If I may, can I give three answers that you should run from?
The Compatibility Myth
If someone defines love as “you are the perfect fit for me”. Run. If that is the best they can give you, it’s not good enough. If they say, “You are the Whip to my Nae Nae”. Run.
This version of love says that I will show affection and commitment to you as long as we get along. As long as I feel that we are in harmony. As long as your personality syncs with mine. As long as this works, I’m in.
Here is a promise. If you get married, at some point in marriage you will feel that you are not compatible. It’s a guarantee. For goodness sake, someone wrote a book saying men and women are virtually born on different planets; Venus and Mars. We can feel very far apart in marriage, even when we are sleeping side by side. We can feel very out of sync. We can feel that the other just doesn’t “get” us. Even if we married a person who is perfectly compatible in all our personalities, hobbies and beliefs… we change. You change.
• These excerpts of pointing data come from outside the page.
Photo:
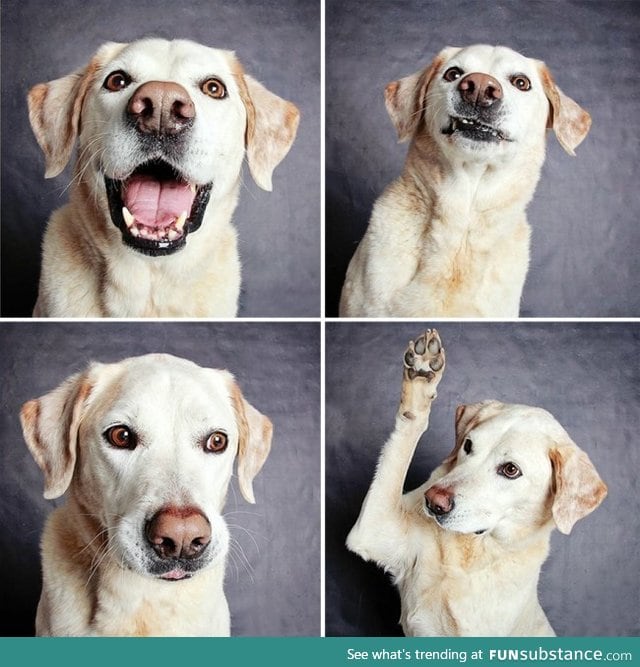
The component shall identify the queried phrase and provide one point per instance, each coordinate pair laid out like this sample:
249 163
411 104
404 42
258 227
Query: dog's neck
476 187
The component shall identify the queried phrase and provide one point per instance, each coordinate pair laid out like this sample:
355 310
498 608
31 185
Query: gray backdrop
273 576
585 212
587 375
278 43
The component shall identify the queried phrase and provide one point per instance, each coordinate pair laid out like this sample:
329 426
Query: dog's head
485 102
512 471
146 446
162 128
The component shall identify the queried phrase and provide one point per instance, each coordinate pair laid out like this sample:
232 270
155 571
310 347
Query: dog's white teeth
128 217
181 220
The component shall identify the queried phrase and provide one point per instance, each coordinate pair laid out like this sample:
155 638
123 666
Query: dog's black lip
474 128
152 247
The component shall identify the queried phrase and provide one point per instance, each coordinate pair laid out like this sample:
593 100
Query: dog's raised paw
425 357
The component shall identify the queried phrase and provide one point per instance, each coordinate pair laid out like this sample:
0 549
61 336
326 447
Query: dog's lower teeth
180 221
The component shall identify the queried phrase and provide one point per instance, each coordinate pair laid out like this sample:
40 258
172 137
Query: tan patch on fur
241 419
238 73
577 486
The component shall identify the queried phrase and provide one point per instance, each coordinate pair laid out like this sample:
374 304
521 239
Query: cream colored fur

The truth is, we will feel incompatible at times. Another definition of love is needed to survive and thrive in marriage. This version of love will only further alienate and steal hope.
The Feelings Myth
We should know this. But it bears repeating. If your significant other defines love as a feeling. Don’t run, sprint. If they say, “I know I love you because I’ve never felt this way before” or “because my heart has never longed to be with someone like you.” That is all good and romantic (feelings are important)… but not the definition of love you should be looking for.
If their words somehow describe love as a feeling. That is romantic. But, those feelings will go away. And when those feelings go away (or develop in the direction of someone else!)… Where will you (and your children) be left?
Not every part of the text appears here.